Alex Turner e soci hanno deciso che le storie di giovinastri alle prese con avventure festaiole londinesi possono aspettare: preso l’aereo, si sono rifugiati nel deserto con Josh Homme (il capo dei Queens Of The Stone Age) per registrare la maggior parte del disco. Il risultato è cupo, più atmosferico, decisamente più cerebrale e meno facile da ascoltare. Turner sembra abbandonare il suo classico torrente di parole spinto con fare cazzone da vocals tra il dub e il surf rock, per dedicarsi a linee vocali più convenzionali, suadenti e recitate. L’apertura con ‘My Propeller’ e il primo singolo ‘Crying Lighting’ sintetizzano perfettamente il mood del cd: giri di chitarra tra i ’60 e i ’70, voce ammaliante. Qualcosa sembra svegliarsi con la batteria incalzante di ‘Secret Door’, pezzo con un ottima progressione. Viene fuori tutto lo zampino di Homme nel riff e nei cori di ‘Potion Approaching’, il lavoro sembra prendere ritmo e Turner tornare allo stile di canto più consono, ma un paio di lenti poco convincenti affossano il tutto (non è la prima volta che si perdono così).
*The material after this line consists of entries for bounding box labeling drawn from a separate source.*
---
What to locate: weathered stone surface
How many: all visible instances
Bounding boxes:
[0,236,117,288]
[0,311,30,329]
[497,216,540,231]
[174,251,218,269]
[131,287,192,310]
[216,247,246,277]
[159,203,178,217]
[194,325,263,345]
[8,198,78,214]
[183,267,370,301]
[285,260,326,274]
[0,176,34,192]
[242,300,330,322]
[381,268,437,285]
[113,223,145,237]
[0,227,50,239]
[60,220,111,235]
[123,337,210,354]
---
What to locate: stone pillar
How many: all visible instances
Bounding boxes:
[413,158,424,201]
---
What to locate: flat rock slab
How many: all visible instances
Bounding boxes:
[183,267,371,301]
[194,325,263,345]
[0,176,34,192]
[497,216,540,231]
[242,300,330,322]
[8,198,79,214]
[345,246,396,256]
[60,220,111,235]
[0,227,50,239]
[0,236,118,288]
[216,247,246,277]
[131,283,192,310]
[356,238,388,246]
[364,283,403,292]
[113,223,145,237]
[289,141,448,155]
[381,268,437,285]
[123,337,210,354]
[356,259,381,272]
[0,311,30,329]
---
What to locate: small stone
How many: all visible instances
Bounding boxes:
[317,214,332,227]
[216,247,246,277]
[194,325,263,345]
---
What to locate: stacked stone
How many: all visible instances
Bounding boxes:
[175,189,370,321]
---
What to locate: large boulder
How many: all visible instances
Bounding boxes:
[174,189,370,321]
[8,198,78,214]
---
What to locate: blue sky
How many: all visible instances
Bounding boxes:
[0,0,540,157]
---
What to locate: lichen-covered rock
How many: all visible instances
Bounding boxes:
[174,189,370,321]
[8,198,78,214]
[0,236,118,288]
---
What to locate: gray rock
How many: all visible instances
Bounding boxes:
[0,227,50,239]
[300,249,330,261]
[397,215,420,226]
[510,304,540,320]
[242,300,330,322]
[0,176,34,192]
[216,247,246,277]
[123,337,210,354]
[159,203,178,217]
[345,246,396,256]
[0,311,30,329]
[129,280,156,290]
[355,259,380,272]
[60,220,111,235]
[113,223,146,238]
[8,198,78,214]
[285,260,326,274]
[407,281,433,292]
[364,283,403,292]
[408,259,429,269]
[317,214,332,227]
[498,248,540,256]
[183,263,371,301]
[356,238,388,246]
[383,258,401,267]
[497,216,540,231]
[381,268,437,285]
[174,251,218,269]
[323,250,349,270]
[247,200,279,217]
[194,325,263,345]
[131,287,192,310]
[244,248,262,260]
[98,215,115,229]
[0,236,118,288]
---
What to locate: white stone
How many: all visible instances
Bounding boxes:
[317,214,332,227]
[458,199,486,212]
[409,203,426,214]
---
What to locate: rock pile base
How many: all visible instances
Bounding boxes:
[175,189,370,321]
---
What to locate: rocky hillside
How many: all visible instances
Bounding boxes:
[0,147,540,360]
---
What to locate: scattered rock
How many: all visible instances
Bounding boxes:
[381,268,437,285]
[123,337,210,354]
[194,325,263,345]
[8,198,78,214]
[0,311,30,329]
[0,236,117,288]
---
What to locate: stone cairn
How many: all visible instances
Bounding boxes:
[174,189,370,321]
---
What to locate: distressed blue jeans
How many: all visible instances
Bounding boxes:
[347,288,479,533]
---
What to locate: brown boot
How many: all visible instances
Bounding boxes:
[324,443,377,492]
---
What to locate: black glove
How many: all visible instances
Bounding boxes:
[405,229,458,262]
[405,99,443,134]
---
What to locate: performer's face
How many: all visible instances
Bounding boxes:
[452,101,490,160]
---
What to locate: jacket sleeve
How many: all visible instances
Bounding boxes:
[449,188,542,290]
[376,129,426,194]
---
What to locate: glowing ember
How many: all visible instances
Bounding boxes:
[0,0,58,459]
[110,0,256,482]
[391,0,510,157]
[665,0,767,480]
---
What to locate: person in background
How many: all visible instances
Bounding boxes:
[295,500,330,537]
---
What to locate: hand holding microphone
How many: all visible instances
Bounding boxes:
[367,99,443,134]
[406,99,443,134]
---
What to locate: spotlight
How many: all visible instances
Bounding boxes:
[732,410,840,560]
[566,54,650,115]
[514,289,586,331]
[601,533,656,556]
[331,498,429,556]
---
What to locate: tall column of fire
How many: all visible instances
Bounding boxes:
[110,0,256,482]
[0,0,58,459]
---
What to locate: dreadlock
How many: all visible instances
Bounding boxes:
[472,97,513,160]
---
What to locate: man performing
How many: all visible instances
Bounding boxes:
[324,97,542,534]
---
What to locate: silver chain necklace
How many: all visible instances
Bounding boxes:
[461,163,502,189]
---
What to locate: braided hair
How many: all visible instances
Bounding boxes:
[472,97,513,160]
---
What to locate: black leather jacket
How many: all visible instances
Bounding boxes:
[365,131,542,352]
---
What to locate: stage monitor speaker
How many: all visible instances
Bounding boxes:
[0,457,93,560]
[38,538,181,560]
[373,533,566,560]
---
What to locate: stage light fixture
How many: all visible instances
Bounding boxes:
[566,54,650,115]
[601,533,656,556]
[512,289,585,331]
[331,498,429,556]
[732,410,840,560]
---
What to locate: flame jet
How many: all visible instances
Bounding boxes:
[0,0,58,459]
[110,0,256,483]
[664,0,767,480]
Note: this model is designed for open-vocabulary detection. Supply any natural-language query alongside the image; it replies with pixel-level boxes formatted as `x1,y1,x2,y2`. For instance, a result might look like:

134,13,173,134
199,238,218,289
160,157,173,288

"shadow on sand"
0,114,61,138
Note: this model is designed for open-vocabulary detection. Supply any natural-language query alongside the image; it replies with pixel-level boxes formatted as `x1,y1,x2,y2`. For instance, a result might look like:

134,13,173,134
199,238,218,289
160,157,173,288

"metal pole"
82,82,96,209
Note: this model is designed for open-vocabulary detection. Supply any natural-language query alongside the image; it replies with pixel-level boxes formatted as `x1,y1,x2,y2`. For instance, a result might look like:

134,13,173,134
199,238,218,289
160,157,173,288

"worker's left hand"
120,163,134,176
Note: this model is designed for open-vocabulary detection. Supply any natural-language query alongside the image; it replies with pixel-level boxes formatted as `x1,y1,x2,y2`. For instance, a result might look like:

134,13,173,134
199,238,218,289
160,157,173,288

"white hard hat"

Per fortuna il finale contiene un paio di chicche interessanti come ‘Dance Little Liar’ e ‘Pretty Visitors’. La prima ha un’atmosfera crepuscolare e col suo incedere misterioso, fino all’esplosione finale, è il miglior manifesto di questa nuova versione degli Arctic Monkeys. ‘Pretty Visitors’ è più vicina al loro classico stile schizzato e contorto, pur portando novità come l’organo e un coro cadenzato e marziale, per niente fun, che fa capire benissimo come in questo disco il colore da indossare sia il nero.
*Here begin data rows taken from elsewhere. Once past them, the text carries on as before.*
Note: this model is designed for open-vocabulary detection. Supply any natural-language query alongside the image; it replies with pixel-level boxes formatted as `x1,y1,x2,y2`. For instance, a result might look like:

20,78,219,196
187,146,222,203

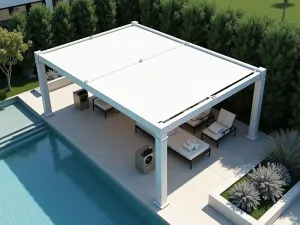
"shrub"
51,2,73,46
207,8,243,56
229,181,260,213
94,0,117,32
70,0,97,39
182,0,216,47
266,130,300,175
26,4,51,51
227,16,273,118
140,0,161,30
290,71,300,129
260,23,300,128
160,0,186,37
9,12,27,39
231,16,273,66
117,0,140,26
249,165,285,202
267,162,291,186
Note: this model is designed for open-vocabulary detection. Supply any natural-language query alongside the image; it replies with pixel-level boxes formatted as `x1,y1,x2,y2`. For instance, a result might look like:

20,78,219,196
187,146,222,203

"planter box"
34,77,73,94
208,160,300,225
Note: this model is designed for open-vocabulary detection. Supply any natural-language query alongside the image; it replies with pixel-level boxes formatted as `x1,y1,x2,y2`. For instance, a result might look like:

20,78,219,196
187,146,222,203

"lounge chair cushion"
182,142,195,152
208,122,226,134
186,120,201,127
168,128,177,136
202,122,227,140
202,128,223,141
191,108,211,121
217,109,236,128
168,127,209,160
192,112,206,121
94,98,113,110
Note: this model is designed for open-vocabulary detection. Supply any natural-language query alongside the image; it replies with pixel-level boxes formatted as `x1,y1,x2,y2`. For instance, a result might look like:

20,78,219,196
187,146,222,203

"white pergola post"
34,51,53,117
154,136,169,209
45,0,53,12
246,67,267,141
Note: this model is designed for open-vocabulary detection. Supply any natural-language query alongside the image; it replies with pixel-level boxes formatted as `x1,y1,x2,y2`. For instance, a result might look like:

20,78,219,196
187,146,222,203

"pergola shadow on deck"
20,84,266,225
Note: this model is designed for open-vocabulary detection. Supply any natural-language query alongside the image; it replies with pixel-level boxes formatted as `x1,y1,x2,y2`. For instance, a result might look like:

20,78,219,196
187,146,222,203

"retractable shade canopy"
39,22,254,132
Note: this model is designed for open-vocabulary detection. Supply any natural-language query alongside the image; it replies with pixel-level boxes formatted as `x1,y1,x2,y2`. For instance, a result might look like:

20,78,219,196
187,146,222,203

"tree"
281,0,288,21
94,0,117,32
260,23,300,128
71,0,97,40
9,12,27,38
182,0,216,47
0,28,31,90
26,4,51,51
117,0,140,26
207,8,243,56
160,0,186,37
51,2,73,46
140,0,161,30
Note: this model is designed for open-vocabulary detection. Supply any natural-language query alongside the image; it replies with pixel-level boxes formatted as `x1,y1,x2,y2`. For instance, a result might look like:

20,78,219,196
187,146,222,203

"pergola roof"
39,23,259,135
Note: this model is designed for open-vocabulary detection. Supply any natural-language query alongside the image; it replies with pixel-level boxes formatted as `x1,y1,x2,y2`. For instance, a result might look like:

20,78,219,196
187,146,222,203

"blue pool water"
0,98,41,138
0,130,165,225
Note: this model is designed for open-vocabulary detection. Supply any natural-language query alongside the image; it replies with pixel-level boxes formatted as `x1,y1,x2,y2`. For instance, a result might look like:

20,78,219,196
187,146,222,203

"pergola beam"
246,68,267,141
34,51,53,117
154,136,169,209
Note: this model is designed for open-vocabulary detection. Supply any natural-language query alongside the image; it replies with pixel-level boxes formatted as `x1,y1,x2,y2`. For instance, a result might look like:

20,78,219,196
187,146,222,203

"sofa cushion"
208,122,225,134
202,128,224,141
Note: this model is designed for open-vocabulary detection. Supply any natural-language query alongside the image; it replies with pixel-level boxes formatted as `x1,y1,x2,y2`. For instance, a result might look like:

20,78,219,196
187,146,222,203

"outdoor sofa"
186,108,215,134
201,109,236,148
135,123,210,169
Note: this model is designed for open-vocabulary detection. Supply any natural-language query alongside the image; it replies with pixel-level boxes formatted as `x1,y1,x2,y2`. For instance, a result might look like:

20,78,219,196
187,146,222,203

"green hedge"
21,0,300,131
182,0,216,47
51,2,74,46
160,0,186,37
70,0,98,40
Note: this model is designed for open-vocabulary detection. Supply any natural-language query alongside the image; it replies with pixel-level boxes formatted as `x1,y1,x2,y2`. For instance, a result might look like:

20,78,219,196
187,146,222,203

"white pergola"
35,22,266,208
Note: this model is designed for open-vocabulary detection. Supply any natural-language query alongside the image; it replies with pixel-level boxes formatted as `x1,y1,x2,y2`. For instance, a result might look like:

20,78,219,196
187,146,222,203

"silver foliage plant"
266,130,300,175
229,181,260,213
46,70,58,81
267,162,292,186
249,165,285,202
Opera difficile da mandare giù, soprattutto per chi si sballava con ‘I Bet You Look Good On The Dancefloor’. Arduo dire che impatto avrà sulla loro discografia: sono ancora freschi di successo, c’è un sacco di gente che li vuole vedere, hanno già un tour sicuramente sold out prenotato…difficile che questo album possa essere un passo falso per loro…probabile che resti un episodio isolato. Non un esperimento completamente fallito, ma di sicuro non all’altezza degli altri.